Im Laufe der Zeit wurden u.a. die Verlage Hirschgraben, Girardet, Scriptor, Schwann-Bagel und nach der Wiedervereinigung der Verlag Volk und Wissen erworben, später kamen der Oldenbourg Verlag und der Akademie Verlag hinzu.
Heute besitzt die Franz Cornelsen Stiftung Berlin 100% der Anteile der Cornelsen Verlagsholding, die 30% der Anteile an der Firma Cornelsen Verlagskontor hält. 70% der Anteile an Verlagskontor hält die nach der ersten Ehefrau des Verlagsgründers benannte Hildegard Cornelsen Stiftung Bielefeld.
Ruth Cornelsen, die zweite Ehefrau des Gründers, gründete 1996 persönlich die Cornelsen Kulturstiftung, die vorrangig Projekte im Bereich der Denkmalspflege fördert.

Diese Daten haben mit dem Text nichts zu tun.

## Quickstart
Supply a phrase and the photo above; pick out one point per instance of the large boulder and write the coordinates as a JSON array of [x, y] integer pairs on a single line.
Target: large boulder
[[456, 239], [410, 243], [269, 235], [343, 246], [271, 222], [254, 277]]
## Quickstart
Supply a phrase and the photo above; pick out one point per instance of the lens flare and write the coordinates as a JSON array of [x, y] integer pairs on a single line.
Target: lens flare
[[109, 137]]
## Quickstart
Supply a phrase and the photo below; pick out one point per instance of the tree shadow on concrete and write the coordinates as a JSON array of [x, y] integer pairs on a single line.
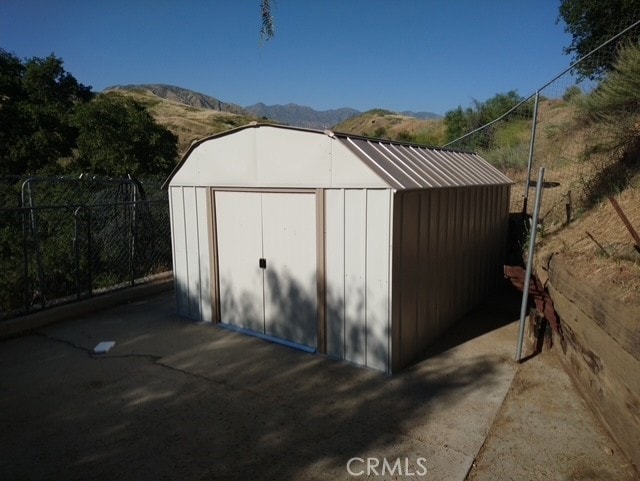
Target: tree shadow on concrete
[[191, 402]]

Geschäftsführer der Cornelsen Verlagsholding war von 1997 bis 2007 Fritz von Bernuth, vorher langjährig in Führungspositionen bei Westermann. Seit 1. Januar 2008 ist er im Vorstand der Franz Cornelsen Stiftung tätig.
Ein Exemplar von „Bücher und Buchhändler“ von Wolfgang E. Heinold hat Susanne Hujer, Auszubildende im zweiten Lehrjahr bei der Buchhandlung Ehlen in Sittensen gewonnen. Herzlichen Glückwunsch!